In the film, William Brody (Daniel Diemer, The Half of It), a teenage boy who helps his mother clean houses for work, is looking for more in life. His father was a legendary storm chaser who met an unfortunate end thanks to a supercell system, but William wants nothing more than to follow in his father’s footsteps and become a storm chaser himself. One day, William receives a mysterious package in the mail. Inside the package is his father’s journal, with all of his notes and findings from years of storm chasing. Elated, William looks at the return address on the package, and decides to take a trip to meet the person who sent him the package: his father’s former partner, Roy Cameron (Skeet Ulrich, Scream). However, William finds that Roy is no longer chasing storms for science, but rather is a driver for a tour company that takes tourists storm chasing. Roy decides to let William attend one of the tours, which makes him ecstatic. However, William might get to see more than he bargained for.
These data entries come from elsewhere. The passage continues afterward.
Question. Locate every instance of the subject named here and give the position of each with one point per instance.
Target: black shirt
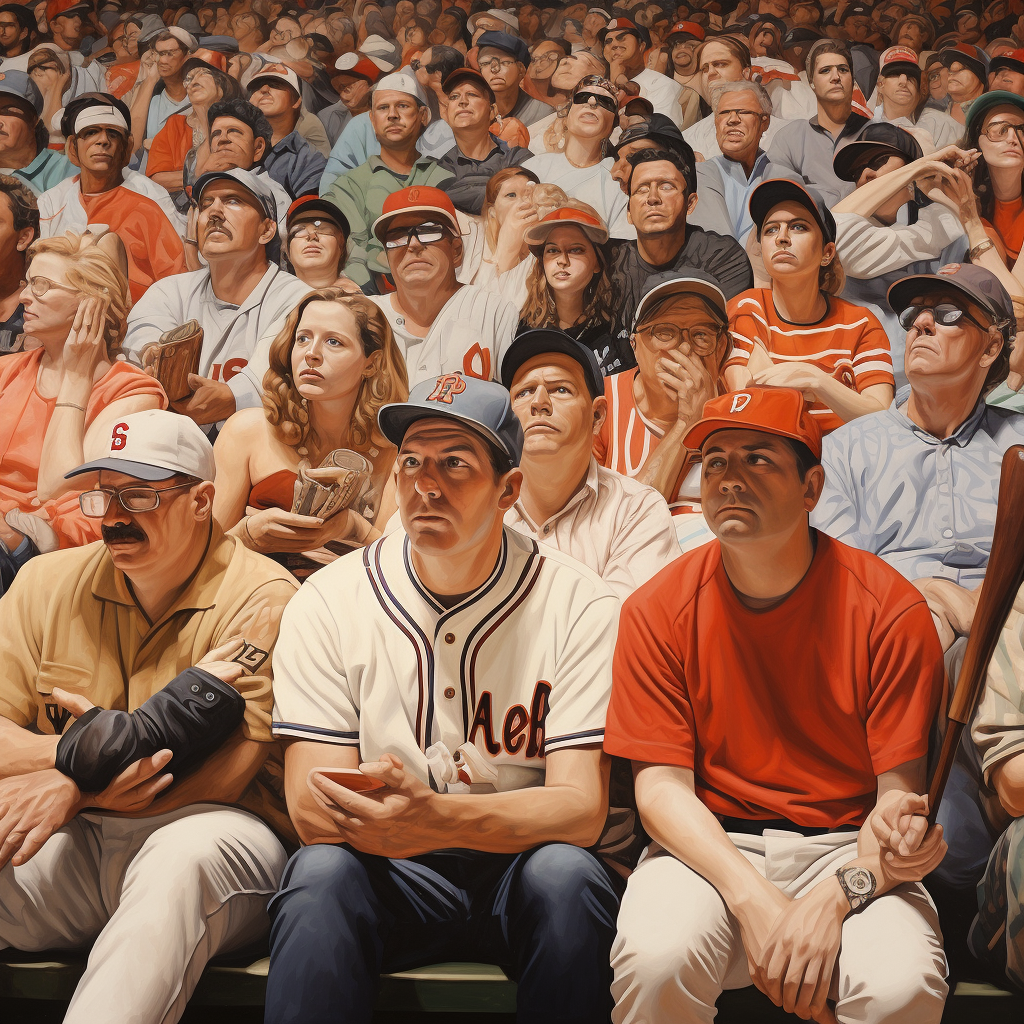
(719, 255)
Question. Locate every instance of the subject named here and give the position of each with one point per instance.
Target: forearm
(23, 751)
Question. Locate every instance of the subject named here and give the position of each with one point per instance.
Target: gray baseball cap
(482, 406)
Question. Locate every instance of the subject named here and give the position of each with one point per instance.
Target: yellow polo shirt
(70, 621)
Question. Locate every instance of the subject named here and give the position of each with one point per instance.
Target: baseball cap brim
(142, 470)
(541, 342)
(769, 194)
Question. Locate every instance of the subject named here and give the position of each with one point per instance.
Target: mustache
(122, 531)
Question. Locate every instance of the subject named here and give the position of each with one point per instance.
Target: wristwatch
(858, 884)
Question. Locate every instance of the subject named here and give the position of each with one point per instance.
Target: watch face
(859, 882)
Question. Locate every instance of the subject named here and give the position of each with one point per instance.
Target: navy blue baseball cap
(542, 340)
(508, 43)
(482, 406)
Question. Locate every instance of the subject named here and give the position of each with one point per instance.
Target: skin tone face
(418, 265)
(936, 350)
(792, 242)
(739, 123)
(235, 141)
(502, 76)
(469, 107)
(688, 312)
(751, 488)
(551, 400)
(230, 221)
(718, 64)
(569, 260)
(396, 118)
(49, 317)
(446, 492)
(657, 198)
(315, 252)
(833, 79)
(327, 355)
(1006, 153)
(962, 83)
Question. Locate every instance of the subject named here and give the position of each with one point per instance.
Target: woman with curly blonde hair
(333, 366)
(568, 287)
(59, 399)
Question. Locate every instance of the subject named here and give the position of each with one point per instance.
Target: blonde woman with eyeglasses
(60, 399)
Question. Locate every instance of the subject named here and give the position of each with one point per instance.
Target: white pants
(157, 897)
(678, 946)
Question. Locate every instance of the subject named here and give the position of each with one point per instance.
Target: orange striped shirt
(847, 343)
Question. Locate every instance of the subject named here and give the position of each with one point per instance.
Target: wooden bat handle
(1003, 580)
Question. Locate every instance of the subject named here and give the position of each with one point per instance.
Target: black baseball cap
(769, 194)
(979, 285)
(879, 136)
(542, 340)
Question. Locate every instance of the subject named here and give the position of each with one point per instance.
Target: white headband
(109, 117)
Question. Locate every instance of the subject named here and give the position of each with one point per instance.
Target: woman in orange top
(60, 399)
(799, 333)
(333, 366)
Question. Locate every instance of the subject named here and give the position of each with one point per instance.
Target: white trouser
(678, 946)
(160, 896)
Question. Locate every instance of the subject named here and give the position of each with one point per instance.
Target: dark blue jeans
(342, 918)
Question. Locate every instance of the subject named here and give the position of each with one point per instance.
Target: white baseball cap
(154, 445)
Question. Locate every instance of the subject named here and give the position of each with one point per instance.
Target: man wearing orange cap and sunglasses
(775, 690)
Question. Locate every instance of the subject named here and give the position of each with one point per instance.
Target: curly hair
(91, 272)
(598, 300)
(287, 411)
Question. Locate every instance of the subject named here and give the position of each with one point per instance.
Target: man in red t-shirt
(775, 690)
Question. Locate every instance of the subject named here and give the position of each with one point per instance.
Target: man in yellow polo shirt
(184, 871)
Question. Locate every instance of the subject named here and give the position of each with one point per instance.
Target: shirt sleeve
(313, 698)
(907, 679)
(649, 716)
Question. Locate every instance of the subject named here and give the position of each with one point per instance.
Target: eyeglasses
(134, 499)
(998, 130)
(945, 313)
(313, 229)
(498, 64)
(424, 233)
(701, 339)
(607, 102)
(40, 286)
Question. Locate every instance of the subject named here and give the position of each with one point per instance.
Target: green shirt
(360, 193)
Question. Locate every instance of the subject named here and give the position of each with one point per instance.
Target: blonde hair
(286, 409)
(92, 272)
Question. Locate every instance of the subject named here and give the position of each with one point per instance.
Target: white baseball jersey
(368, 657)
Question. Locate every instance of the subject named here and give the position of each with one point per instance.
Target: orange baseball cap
(416, 199)
(779, 411)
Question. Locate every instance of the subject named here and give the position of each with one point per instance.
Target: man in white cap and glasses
(398, 114)
(135, 697)
(241, 298)
(292, 161)
(105, 192)
(478, 730)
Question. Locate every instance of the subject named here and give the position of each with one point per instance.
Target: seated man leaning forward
(467, 701)
(775, 690)
(95, 847)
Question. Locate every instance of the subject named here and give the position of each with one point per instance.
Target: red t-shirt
(788, 713)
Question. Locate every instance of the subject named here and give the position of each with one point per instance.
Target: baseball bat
(1003, 580)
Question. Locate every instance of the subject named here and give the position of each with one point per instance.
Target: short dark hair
(245, 112)
(685, 168)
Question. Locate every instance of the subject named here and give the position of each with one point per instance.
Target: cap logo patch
(119, 437)
(446, 387)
Supercell surprises viewers right out of the gate, as all possible preconceived notions of a cheap storm flick are thrown out the window with impressive technical aspects. The greatest of these is the film’s impressive, entrancing music. The score is used heavily throughout, and thankfully it’s a great one. Composer Corey Wallace (Unsheltered) does a fantastic job creating an emotional, resonant score that evokes the feeling of some of John Williams’ classics.
The cinematography, too, is quite stunning, with some beautiful horizons captured, with and without storm clouds, and some intriguing camera movement in certain scenes. The sound design excels as well, as the film mixes together layers of sound creating a perfect ambience and environment for peaceful segments as well as for intense and thrilling scenes. Everything comes together to instill a sense of wonder and excitement in the viewer, with a classic cinematic feel akin to Jurassic Park. In fact, Winterstern’s directorial style very much resembles Spielberg.
Though the film is very well-made technically, it does fall short in one aspect. The main (human) character of the film, William, is a bit underwhelming. William is written as a very generic teen boy who is at first depressed and angsty but is a dreamer who wants more excitement in life. We’ve seen this type of character in many other films; however, William is much less compelling than some of these other characters we’ve seen, and Daniel Diemer’s mediocre, uninspired performance only adds salt to the wound. Also, Diemer mumbles far too much when reciting dialogue, making it a bit difficult to hear what he’s saying, especially over the surrounding storm sounds that are present for most of the movie.
As unfortunate as it is that the film’s central character is not so engaging, it surprisingly does not take much enjoyment away from the film. Ulrich is impressive as Roy Cameron and Alec Baldwin (Chick Fight) is effective as tour operator Zane Rodgers. Plus, I’d argue that William isn’t even the main character of the film, the supercell is … and the supercell shows up big time.
The conclusion of the film is quite intense and very well done, wrapping up in a satisfying way. As rare as it is for me to admit this, sometimes a film’s technical prowess can overshadow a bland main character, so long as some surrounding characters also pick up the slack, which is exactly what happens here. Supercell impresses far more than I thought it would, and is quite honestly one of the best storm thrillers I’ve seen in quite some time.